Siam Katzen

So mancher Katzenhalter wünscht sich eine edle Rassekatze. Soll es aber kein Perser oder ein Britisch Kurzhaar sein, sind Siamkatzen eine beliebte Wahl. Ein schlanker Körper, kurzes Fell mit feinen Farbverläufen und eine meist kräftige Statur zeichnen die Siam aus. Diese Katzen stammen auch nicht aus Europa. Wie ihr Name es schon verrät, kommt die Siam aus der gleichnamigen Provinz. Die edel anmutenden Katzen stammen noch allgemeiner aus dem heutigen Thailand, wo sie sehr weit verbreitet sind. Die Katzen wurden dort vor rund 200 Jahren das erste Mal in Schriften erwähnt. Dies bedeutet, dass die anmutigen Tiere echte Exoten sind.

Merkmale der Siam

Siamkatzen sind elegante und eher leichtfüßige Katzen. Sie wirken meist cremefarben, haben dunkle Ohren und einen oft dunklen Schwanz. Ihre Augen leuchten aber oft in einem klaren Wasserblau. Die Farbbezeichnungen dieser Tiere heißen beispielsweise Lilac Point oder Chocolate Point. Bei manchen Katzen sind sogar der gesamte Kopf und die Füße dunkel gezeichnet.

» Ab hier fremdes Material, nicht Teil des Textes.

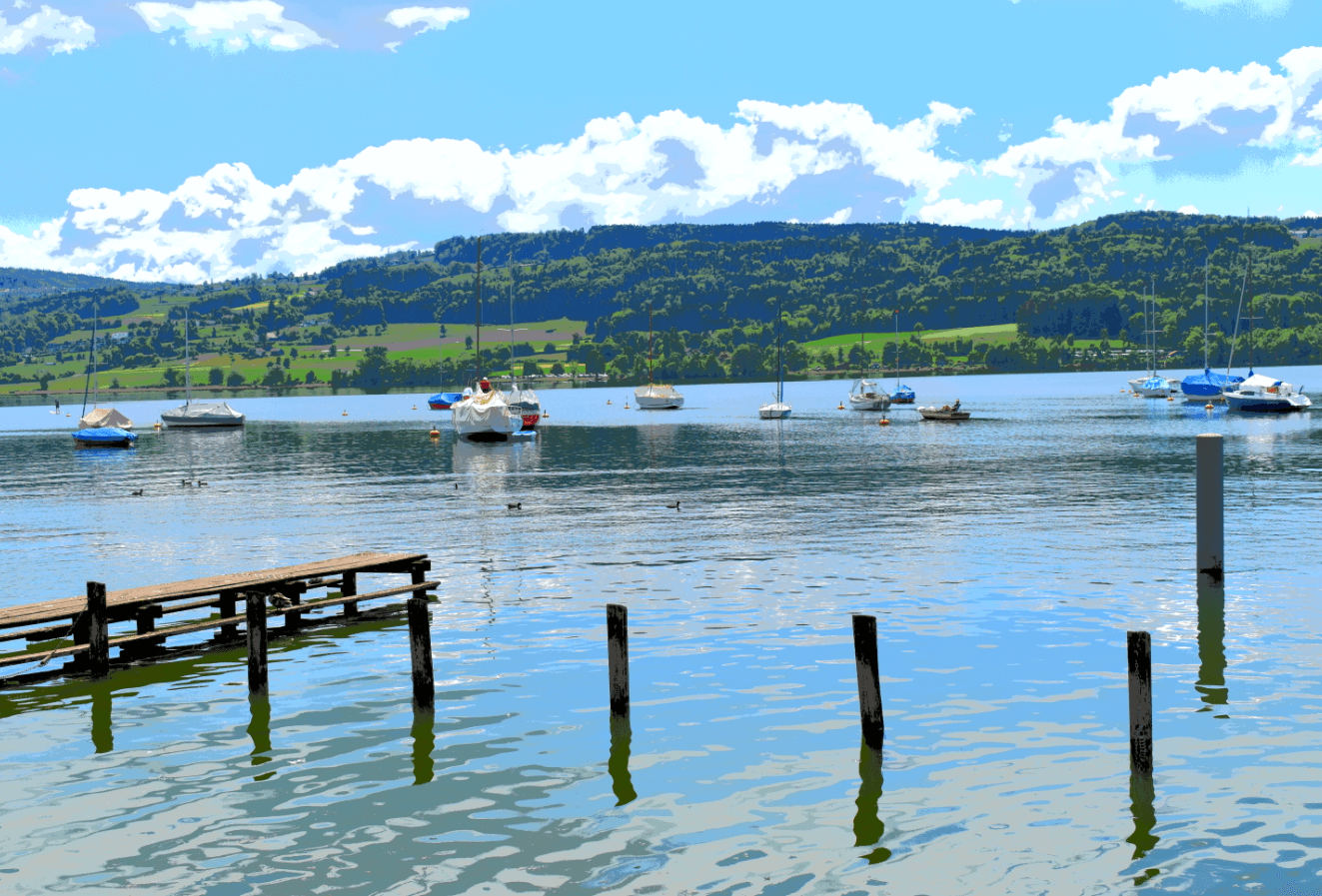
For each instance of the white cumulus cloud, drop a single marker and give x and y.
(60, 32)
(230, 25)
(430, 17)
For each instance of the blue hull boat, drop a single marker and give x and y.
(443, 401)
(1207, 384)
(105, 438)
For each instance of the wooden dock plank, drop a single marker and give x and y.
(53, 610)
(189, 628)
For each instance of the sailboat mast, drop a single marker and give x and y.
(478, 361)
(188, 365)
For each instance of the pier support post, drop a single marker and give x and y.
(228, 608)
(348, 588)
(256, 609)
(868, 681)
(618, 657)
(1140, 702)
(420, 645)
(98, 630)
(1211, 509)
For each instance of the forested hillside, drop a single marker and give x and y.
(1076, 295)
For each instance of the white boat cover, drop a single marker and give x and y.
(486, 414)
(105, 417)
(203, 414)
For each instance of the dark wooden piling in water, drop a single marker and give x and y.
(256, 606)
(1140, 702)
(1211, 507)
(98, 630)
(618, 657)
(868, 681)
(348, 588)
(420, 643)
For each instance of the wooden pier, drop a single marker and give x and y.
(86, 620)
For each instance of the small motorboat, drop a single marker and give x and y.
(443, 401)
(944, 413)
(1261, 394)
(105, 438)
(866, 396)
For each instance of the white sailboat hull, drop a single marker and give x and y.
(204, 414)
(658, 398)
(486, 418)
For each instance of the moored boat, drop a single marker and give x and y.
(486, 416)
(105, 438)
(443, 401)
(866, 396)
(1261, 394)
(944, 413)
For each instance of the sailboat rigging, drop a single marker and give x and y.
(777, 409)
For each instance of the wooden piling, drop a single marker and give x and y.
(98, 630)
(229, 600)
(868, 681)
(348, 588)
(420, 647)
(1211, 507)
(1140, 702)
(618, 657)
(256, 609)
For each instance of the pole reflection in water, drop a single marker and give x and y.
(1211, 649)
(259, 729)
(622, 782)
(425, 740)
(102, 736)
(1141, 796)
(867, 826)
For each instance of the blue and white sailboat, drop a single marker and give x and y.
(1207, 384)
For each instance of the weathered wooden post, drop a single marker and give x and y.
(349, 587)
(1211, 507)
(256, 610)
(1140, 702)
(868, 681)
(420, 645)
(618, 657)
(98, 630)
(228, 609)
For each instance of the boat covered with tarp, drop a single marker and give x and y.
(1208, 384)
(105, 438)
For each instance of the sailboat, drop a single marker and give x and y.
(1153, 385)
(105, 427)
(1257, 393)
(99, 417)
(656, 397)
(1207, 384)
(521, 400)
(199, 414)
(777, 409)
(901, 394)
(483, 414)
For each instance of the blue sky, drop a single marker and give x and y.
(204, 140)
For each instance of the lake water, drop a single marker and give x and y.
(1003, 559)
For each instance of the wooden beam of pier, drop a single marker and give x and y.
(123, 604)
(189, 628)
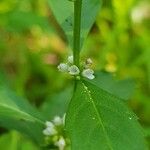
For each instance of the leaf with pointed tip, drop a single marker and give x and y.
(120, 88)
(63, 11)
(98, 120)
(16, 113)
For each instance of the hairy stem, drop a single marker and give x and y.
(76, 32)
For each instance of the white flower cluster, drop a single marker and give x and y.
(52, 132)
(72, 69)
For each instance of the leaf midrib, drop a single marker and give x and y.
(21, 112)
(98, 116)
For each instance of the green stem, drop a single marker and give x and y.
(76, 32)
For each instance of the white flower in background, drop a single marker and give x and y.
(70, 59)
(49, 124)
(74, 70)
(88, 73)
(63, 67)
(61, 143)
(50, 129)
(89, 61)
(58, 121)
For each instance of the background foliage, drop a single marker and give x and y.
(32, 44)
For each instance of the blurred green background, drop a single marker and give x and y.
(32, 45)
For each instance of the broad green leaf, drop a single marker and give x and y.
(57, 104)
(63, 11)
(16, 113)
(120, 88)
(97, 120)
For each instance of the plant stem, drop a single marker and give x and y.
(76, 32)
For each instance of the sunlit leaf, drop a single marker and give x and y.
(120, 88)
(98, 120)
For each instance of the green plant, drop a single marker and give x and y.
(96, 117)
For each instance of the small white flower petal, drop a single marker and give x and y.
(61, 143)
(49, 131)
(89, 61)
(63, 67)
(49, 124)
(74, 70)
(70, 59)
(46, 132)
(58, 121)
(88, 73)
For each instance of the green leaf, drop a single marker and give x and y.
(57, 104)
(120, 88)
(16, 113)
(63, 11)
(98, 120)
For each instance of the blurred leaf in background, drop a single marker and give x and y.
(31, 48)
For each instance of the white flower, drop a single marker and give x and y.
(63, 67)
(50, 129)
(70, 59)
(61, 143)
(88, 73)
(64, 118)
(49, 124)
(58, 121)
(74, 70)
(89, 61)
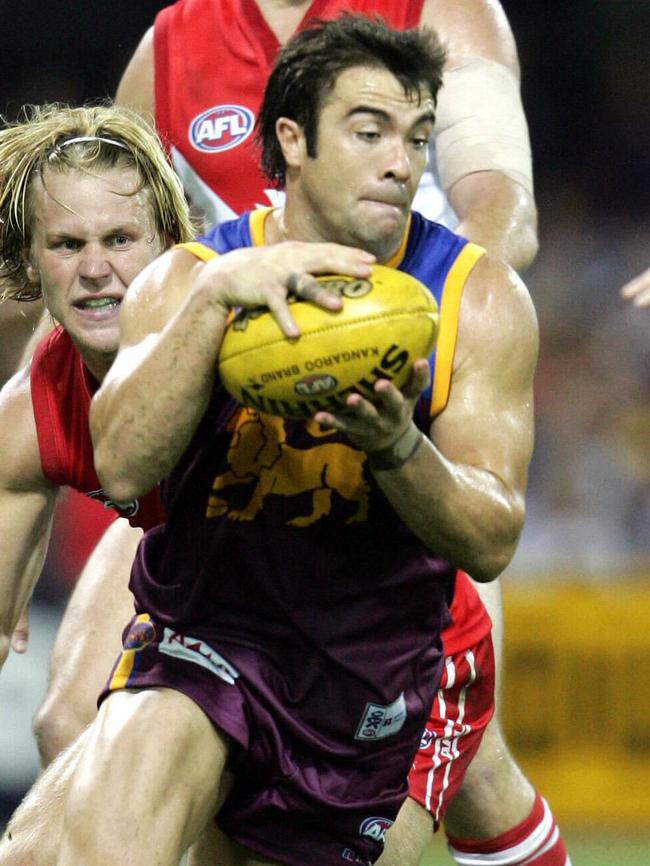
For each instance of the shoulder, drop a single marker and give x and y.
(472, 28)
(20, 464)
(136, 87)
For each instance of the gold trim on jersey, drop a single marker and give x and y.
(124, 667)
(199, 250)
(395, 260)
(452, 291)
(256, 225)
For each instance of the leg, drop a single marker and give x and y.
(148, 779)
(460, 712)
(496, 807)
(33, 834)
(80, 662)
(407, 839)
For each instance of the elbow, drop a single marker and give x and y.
(5, 646)
(117, 482)
(498, 553)
(527, 248)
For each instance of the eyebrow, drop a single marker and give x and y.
(426, 116)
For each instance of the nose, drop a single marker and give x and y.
(398, 164)
(94, 264)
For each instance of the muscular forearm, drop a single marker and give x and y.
(145, 414)
(464, 513)
(25, 523)
(499, 214)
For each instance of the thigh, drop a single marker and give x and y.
(89, 637)
(33, 834)
(460, 713)
(150, 773)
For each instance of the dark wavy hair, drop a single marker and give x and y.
(307, 68)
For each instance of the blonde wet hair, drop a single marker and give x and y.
(88, 139)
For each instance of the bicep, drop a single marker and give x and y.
(488, 420)
(472, 28)
(27, 499)
(136, 87)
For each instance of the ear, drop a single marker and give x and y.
(32, 271)
(291, 140)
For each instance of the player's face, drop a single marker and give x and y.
(90, 237)
(371, 152)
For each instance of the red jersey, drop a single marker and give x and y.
(62, 388)
(212, 59)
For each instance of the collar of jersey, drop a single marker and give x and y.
(258, 221)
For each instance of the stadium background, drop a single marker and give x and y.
(577, 684)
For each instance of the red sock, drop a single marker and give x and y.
(534, 842)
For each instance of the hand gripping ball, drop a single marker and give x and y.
(386, 322)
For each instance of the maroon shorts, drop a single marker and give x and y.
(462, 708)
(303, 792)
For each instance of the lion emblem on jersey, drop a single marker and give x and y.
(260, 458)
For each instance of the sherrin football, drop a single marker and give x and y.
(386, 322)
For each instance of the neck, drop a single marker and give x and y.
(283, 16)
(292, 224)
(97, 363)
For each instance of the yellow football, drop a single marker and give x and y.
(386, 322)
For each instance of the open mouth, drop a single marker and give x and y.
(97, 303)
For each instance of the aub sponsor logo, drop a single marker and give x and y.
(221, 128)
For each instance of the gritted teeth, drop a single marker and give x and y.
(97, 303)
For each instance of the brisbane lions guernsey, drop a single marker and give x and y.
(212, 59)
(61, 389)
(279, 540)
(470, 621)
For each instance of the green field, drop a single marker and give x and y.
(586, 847)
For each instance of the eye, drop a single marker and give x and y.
(368, 134)
(66, 245)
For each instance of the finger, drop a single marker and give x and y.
(20, 637)
(307, 288)
(279, 308)
(419, 379)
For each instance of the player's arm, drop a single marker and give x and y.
(26, 506)
(172, 324)
(638, 290)
(482, 142)
(462, 490)
(136, 87)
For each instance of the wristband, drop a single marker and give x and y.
(399, 452)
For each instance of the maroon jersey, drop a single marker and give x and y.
(212, 59)
(62, 388)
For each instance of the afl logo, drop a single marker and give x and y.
(139, 635)
(221, 128)
(375, 828)
(312, 386)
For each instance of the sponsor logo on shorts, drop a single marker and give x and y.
(139, 635)
(192, 649)
(375, 828)
(351, 856)
(221, 127)
(126, 509)
(378, 722)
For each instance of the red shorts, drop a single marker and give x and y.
(462, 708)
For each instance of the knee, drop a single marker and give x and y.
(56, 725)
(14, 852)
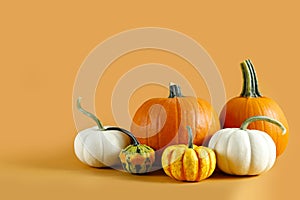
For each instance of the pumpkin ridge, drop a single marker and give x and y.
(177, 126)
(270, 163)
(198, 178)
(169, 166)
(227, 145)
(212, 157)
(205, 121)
(183, 174)
(86, 147)
(102, 150)
(184, 106)
(251, 152)
(161, 103)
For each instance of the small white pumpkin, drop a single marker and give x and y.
(97, 146)
(245, 152)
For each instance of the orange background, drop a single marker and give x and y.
(42, 46)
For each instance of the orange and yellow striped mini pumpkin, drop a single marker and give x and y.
(188, 162)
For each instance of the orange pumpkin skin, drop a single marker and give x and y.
(251, 103)
(161, 122)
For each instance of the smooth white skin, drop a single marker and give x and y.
(100, 148)
(243, 152)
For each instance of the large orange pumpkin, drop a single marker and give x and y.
(161, 122)
(252, 103)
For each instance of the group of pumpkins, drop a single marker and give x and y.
(182, 135)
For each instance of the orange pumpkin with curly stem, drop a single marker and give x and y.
(161, 122)
(252, 103)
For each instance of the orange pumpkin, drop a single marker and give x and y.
(161, 122)
(252, 103)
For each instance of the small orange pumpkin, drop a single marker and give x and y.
(161, 122)
(251, 103)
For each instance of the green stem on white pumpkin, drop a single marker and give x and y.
(90, 115)
(190, 138)
(263, 118)
(250, 86)
(175, 90)
(134, 140)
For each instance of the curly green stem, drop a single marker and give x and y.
(175, 90)
(264, 118)
(190, 140)
(250, 86)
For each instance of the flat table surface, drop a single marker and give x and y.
(64, 177)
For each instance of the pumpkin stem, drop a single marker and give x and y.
(250, 86)
(90, 115)
(133, 139)
(264, 118)
(190, 133)
(175, 90)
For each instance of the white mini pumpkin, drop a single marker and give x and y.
(97, 146)
(244, 152)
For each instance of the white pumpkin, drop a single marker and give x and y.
(97, 146)
(244, 152)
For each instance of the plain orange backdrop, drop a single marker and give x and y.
(43, 44)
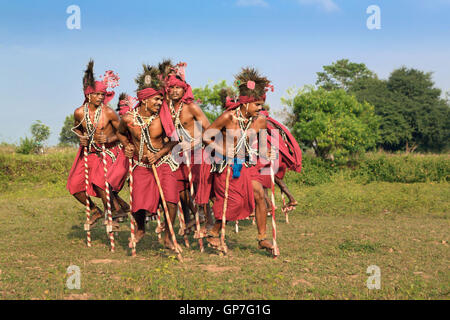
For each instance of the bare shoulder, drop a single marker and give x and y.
(193, 108)
(78, 113)
(261, 118)
(260, 121)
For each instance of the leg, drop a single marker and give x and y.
(125, 207)
(184, 204)
(102, 194)
(96, 213)
(167, 236)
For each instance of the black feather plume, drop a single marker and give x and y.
(149, 78)
(165, 67)
(88, 79)
(251, 74)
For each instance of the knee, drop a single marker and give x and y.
(258, 194)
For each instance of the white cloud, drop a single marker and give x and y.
(252, 3)
(327, 5)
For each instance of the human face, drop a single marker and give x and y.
(176, 93)
(154, 103)
(254, 108)
(97, 98)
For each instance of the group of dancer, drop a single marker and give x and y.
(176, 161)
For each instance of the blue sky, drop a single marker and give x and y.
(42, 61)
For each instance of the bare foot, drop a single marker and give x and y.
(266, 245)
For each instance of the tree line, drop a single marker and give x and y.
(351, 110)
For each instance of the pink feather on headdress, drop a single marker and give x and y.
(180, 70)
(110, 79)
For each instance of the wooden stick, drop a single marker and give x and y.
(284, 209)
(132, 222)
(158, 217)
(182, 231)
(276, 251)
(224, 217)
(166, 210)
(108, 203)
(87, 226)
(191, 188)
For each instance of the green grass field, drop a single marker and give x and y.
(336, 232)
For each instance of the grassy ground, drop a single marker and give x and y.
(336, 232)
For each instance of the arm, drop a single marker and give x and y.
(112, 137)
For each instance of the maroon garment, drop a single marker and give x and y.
(290, 151)
(241, 201)
(201, 179)
(256, 174)
(145, 189)
(205, 182)
(76, 180)
(118, 173)
(281, 169)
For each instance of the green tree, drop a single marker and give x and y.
(413, 113)
(394, 129)
(209, 98)
(342, 74)
(67, 137)
(40, 133)
(334, 123)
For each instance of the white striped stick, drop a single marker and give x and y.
(182, 231)
(132, 221)
(285, 210)
(224, 217)
(276, 251)
(87, 226)
(158, 217)
(108, 203)
(166, 210)
(191, 188)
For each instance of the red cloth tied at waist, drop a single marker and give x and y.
(96, 174)
(118, 173)
(230, 105)
(123, 107)
(99, 87)
(241, 201)
(145, 189)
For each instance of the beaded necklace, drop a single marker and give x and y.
(145, 138)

Die Siam fällt außerdem durch samtige Farbverläufe im Fell auf. Diese hübsch gezeichneten, edlen Katzen gelangten im 19. Jahrhundert durch Handelsreisende nach Europa.

Charakter und Züchtung der Siam

Diese Katzen weisen einen ganz eigenen Charakter unter den Katzen auf. Sie bekommen viele Jungen und haben Würfe von etwa sechs Jungen. Hieraus entwickelte sich ein ausgeprägtes Sozialverhalten. Die Katze ist intensiv auf den Menschen und andere Katzen bezogen. Ihr Verhalten ist intelligent und eigenwillig. Bekannt sind sie auch durch eine sehr laute Stimme und einen ausgeprägten Spieltrieb. Die Siam lernt sehr einfach komplexe Dinge, sodass sie auch leichte Dressuren besonders gut bewältigt und sich etwa auch in der Therapie kranker Menschen bewährt hat. Sie geht beispielsweise an einem Geschirr mit spazieren. In den Züchtungen wurde Wert auf große Ohren und auf außergewöhnliche Fellzeichnungen gelegt. Die Siam ist daher eine oft überzüchtete Katze.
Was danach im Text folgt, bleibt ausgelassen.